Con “BlacKkKlansman”, il suo nuovo film, il regista americano Spike Lee ha infiammato il Festival di Cannes. Non pago del successo è sbarcato in Laguna, durante l’edizione appena conclusa della Mostra Internazionale d’arte Cinematografica di Venezia.
Un film che affronta il tema del KKK negli anni ’70. Capo dell’organizzazione per la supremazia bianca David Duke, interpretato da Topher Grace.
Anche se ambientato quattro decadi fa il film riflette sul cambiamento sociale e politico che gli Stati Uniti stanno attraversando dopo l’elezione di Donald Trump come Presidente degli Stati Uniti d’America.
In seguito a ciò infatti il regista americano ci spiega come “siano fioriti sempre più nel corso degli ultimi anni gruppi che tendono a riprendere queste correnti del passato portandole nuovamente in auge”.
Per questo motivo ha deciso di portare in scena un film che mixa alla perfezione humor e drama, con uno sguardo cinico verso un problema che sembrava, dall’esterno, superato grazie alla presidenza di Obama.
Per avvicinare maggiormente il pubblico a queste tematiche ha deciso di inserire nelle scene post-credit dei filmati live che non erano stati considerati inizialmente come epilogo di “BlacKkKlansman”: “l’idea di inserire il footage di Charlottesville con la feroce violenza neo-nazista ai danni di un corteo antirazzista, che ha causato la dipartita di Heather Heyer, è nata in seguito alla prima stesura della sceneggiatura. Quando abbiamo iniziato a girare è successo questo spiacevole incidente in Virginia, e abbiamo deciso di inserire il tutto nel film, proprio a rimarcare il concetto, che anche se BlacKkKlansman è ambientato negli anni ’70 il messaggio arriva forte e chiaro ai giorni nostri”.

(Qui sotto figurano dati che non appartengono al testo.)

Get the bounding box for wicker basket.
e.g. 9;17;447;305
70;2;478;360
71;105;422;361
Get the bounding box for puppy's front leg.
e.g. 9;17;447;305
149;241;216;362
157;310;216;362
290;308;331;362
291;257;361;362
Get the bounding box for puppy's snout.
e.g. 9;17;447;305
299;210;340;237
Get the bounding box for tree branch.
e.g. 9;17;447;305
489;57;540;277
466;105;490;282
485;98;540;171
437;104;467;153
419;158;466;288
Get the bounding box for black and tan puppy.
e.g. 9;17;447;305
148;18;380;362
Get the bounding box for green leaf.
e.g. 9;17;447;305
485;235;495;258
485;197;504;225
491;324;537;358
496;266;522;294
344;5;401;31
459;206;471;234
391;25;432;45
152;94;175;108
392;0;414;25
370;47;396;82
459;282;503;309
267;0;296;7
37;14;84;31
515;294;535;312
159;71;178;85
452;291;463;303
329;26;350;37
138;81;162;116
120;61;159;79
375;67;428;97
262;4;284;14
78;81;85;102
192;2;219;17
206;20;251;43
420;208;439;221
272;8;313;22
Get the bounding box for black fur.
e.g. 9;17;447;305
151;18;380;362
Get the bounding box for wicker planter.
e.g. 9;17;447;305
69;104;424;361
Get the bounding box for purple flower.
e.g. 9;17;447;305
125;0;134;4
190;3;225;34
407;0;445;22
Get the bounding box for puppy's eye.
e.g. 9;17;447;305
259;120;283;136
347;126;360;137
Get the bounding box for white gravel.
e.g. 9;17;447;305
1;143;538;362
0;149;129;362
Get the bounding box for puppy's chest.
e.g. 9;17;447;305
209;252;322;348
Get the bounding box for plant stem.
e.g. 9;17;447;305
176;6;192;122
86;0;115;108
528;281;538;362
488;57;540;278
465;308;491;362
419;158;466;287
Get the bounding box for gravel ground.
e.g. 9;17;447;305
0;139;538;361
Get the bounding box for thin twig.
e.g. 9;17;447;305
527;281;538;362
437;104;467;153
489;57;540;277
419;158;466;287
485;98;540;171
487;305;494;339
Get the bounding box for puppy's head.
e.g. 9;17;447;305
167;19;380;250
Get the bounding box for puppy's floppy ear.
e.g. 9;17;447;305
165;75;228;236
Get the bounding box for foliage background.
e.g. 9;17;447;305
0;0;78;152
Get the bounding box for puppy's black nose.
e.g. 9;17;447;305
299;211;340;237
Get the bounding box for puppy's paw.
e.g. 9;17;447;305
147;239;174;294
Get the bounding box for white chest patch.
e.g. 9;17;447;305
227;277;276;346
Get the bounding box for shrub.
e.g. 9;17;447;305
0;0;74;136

Un legame forte con la cinematografia italiana quello di Spike Lee, che insegna ai suoi studenti di cinema attraverso i film della nostra storia: “non ci sono film migliori di quelli italiani per insegnare a giovani filmaker indipendenti le basi di questo lavoro. Il neorealismo italiano ha colpito profondamente me come studente e cerco di trasmettere la stessa passione e amore per questo tipo di cinema ai miei alunni”.
Un’America quella in cui vive che ha definito non solo la più razzista anche la più sessista nei confronti delle donne “Il problema è che tutto questo viene amplificato da chi è a capo di tutto questo”. Non fa mai nomi, utilizza uno pseudonimo “l’agente orange”.
Qual è allora il modo migliore per superare queste difficoltà e questi attriti, non solo negli Stati Uniti, anche nel resto del mondo?: “le nuovi menti, i giovani ci salveranno, sono la chiave di tutto. Abbiamo bisogno di punti di vista e idee nuove, solo così potremmo superare tutto quello che di negativo le nostre generazioni hanno creato.
Non bastano le popstar come Rihanna o Beyonce a guidare un cambiamento. Il numero di artisti afroamericano è ancora basso in confronto a chi riesce ad ottenere notorietà. Anche su questo la strada è ancora lunga.”